Contrario a su vecina al sur – Somalia -, Eritrea no ocupa ningún titular en Occidente. Tampoco vive en medio de una guerra civil, ni alberga bandas de piratas o grupos terroristas islámicos que hacen de Somalia un invitado recurrente de la prensa internacional. Pero Eritrea vive su propia tragedia e igual que Somalia, vive una situación catastrófica que lleva a que cada año cientos de miles de personas arriesguen sus vidas atravesando mares y desiertos buscando escapar del país.
«African North-Korea»
Hace solo diez años Eritrea celebraba su décimo aniversario como nación. Era un país joven con una sociedad igualitaria y multiétnica y su reciente independencia de Etiopía auguraba cierta prosperidad. Hoy es uno de los países más aislados del mundo. Algo así como la Corea del Norte del África.
Después de conducir a su país a través de una horrible guerra civil contra Etiopía, Isaías Afewerki era visto como el líder indiscutible de la nación. Pero como suele suceder, en solo veinte años Afewerki pasó de ser un héroe nacional a un tirano déspota y cruel. La Seguridad Nacional se volvió su obsesión y en su nombre creó una férrea dictadura.
Como en una versión africana de Corea del Norte, Afewerki ha logrado sellar herméticamente su territorio y mantiene a toda la población en pie de guerra permanente. Exterminó cualquier forma de oposición política, expulsó a los extranjeros (incluidas las organizaciones humanitarias) y organizó un vasto ejército para hacer frente a invasiones extranjeras, reales o imaginadas.

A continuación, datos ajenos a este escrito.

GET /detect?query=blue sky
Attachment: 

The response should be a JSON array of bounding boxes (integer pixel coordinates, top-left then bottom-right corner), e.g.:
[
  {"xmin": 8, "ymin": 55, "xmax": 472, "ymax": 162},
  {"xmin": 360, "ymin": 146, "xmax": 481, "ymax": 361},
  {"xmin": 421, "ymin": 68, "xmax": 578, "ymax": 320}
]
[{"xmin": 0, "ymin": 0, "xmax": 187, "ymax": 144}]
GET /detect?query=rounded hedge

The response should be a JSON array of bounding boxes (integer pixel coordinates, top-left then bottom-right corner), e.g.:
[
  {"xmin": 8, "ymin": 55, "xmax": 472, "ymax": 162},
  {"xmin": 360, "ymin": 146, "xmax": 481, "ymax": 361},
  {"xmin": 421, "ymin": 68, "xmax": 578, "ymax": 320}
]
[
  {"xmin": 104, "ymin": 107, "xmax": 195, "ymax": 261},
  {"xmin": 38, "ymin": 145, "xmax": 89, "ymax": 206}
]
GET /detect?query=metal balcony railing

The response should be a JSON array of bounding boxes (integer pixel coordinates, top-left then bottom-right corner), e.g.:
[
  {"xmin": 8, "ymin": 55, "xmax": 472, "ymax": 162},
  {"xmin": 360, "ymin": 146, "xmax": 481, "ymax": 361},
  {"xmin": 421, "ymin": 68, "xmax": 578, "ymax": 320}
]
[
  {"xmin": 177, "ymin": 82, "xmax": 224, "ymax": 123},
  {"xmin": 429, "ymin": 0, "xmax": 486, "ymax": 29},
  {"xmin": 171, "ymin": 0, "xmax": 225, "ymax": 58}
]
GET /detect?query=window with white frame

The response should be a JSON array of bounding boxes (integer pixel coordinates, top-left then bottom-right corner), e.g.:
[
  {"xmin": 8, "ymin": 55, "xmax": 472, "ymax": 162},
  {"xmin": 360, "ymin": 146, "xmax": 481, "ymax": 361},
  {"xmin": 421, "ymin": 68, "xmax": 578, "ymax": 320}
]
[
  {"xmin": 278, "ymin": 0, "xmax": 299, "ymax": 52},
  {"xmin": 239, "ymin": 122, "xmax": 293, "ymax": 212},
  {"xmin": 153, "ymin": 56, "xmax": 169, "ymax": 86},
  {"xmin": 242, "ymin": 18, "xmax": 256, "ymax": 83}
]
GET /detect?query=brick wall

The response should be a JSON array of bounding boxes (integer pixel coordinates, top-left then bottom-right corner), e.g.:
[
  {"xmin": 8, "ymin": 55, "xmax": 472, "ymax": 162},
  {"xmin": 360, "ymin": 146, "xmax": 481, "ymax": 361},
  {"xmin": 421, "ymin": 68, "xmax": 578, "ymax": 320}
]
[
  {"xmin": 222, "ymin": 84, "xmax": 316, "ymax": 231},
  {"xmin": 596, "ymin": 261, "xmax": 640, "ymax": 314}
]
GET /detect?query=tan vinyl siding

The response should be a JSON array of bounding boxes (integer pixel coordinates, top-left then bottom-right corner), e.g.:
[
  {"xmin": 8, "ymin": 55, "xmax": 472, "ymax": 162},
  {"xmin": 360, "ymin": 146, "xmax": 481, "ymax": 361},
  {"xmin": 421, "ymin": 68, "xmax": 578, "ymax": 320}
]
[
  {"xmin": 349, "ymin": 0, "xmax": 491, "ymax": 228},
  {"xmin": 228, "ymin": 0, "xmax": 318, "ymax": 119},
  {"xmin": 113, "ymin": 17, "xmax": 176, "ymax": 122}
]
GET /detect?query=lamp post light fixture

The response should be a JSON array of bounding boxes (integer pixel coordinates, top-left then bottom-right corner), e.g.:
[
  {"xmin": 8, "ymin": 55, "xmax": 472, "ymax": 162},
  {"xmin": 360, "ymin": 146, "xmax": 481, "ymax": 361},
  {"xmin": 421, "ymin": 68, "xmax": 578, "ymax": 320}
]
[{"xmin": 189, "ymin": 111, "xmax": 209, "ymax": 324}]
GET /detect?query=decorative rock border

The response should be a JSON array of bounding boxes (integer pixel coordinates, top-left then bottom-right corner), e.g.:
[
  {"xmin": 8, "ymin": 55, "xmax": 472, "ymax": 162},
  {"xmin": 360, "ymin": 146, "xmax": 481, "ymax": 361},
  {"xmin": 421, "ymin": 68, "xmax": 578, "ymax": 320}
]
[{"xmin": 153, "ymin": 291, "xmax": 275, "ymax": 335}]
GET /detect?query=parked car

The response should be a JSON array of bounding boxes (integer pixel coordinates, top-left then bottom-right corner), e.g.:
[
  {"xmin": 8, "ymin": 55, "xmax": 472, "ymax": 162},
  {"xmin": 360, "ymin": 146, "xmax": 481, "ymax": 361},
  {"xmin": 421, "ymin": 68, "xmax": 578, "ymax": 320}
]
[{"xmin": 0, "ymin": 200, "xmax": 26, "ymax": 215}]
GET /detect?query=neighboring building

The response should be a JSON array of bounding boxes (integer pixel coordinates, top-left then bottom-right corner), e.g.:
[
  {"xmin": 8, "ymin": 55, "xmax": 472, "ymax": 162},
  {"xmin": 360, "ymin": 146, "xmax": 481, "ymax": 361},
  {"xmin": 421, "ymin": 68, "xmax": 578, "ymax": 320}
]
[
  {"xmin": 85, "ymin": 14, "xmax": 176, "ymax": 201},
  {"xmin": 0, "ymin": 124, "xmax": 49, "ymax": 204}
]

El servicio militar en Eritrea es obligatorio e indefinido y los reclutas duran años obligados a realizar trabajos forzosos en la construcción o en la minería. Para miles de eritreos la única forma de evadir el servicio militar es huir.
En lo económico, la estatización de la industria, los servicios y la agricultura ha llevado al país a la ruina – Según el índice de Desarrollo Humano de la ONU, Eritrea es el séptimo país menos desarrollado del mundo -. La corrupción es rampante y la inflación demoledora. La ONU calcula que hasta dos tercios de la población está desnutrida y un kilo de carne en las tiendas oficiales puede costar hasta una cuarta parte de un salario medio mensual. En teoría, solo se puede acudir a este tipo de tiendas pues comprar en el mercado negro constituye un delito que se paga con cárcel.
Al igual que en Corea del Norte, en Eritrea es imposible saber con seguridad qué está pasando. Los hombres menores de 52 años y las mujeres menores de 47 tienen prohibido salir del país y Reporteros sin Fronteras clasifica al país como el peor lugar del mundo para ejercer el periodismo, más bajo incluso que en el régimen de Pyongyang. 
La sociedad vive en un estado de paranoia colectiva, no solo por el temor que promueve el gobierno de una «inminente» invasión de Etiopía, sino también por el sistema de espionaje masivo que se ha instaurado: hay espías entre vecinos, entre las familias, entre profesores y estudiantes, entre los soldados y sus comandantes, todos dispuestos a informar cualquier disidencia o crítica al gobierno. A menudo estas acusaciones terminan con duras penas de cárcel y desapariciones. Nadie habla, nadie critica, nadie cuestiona.
En años recientes, el delirio del Presidente Isaías Afewerki ha llegado a niveles de paranoia absurdos; para poder mantener esa guerra sicológica que le permita seguir en pie de guerra, ha revivido el conflicto militar con Etiopía, se ha inventado otro con su vecino Djibouti y hasta ha sido acusado de fomentar milicias terroristas en Somalia. 
Pero a diferencia de Corea del Norte, Eritrea no tiene armas nucleares ni constituye una amenaza directa a potencias mundiales de la talla de Japón, Corea del Sur o Estados Unidos. Es por esto que no acapara los titulares de su contraparte asiática. Eritrea es y seguirá siendo la gran desconocida de África y su principal producto de exportación seguirán siendo jóvenes desesperados que se lanzan a la muerte a las arenas del Sahara o a las aguas del Mediterráneo.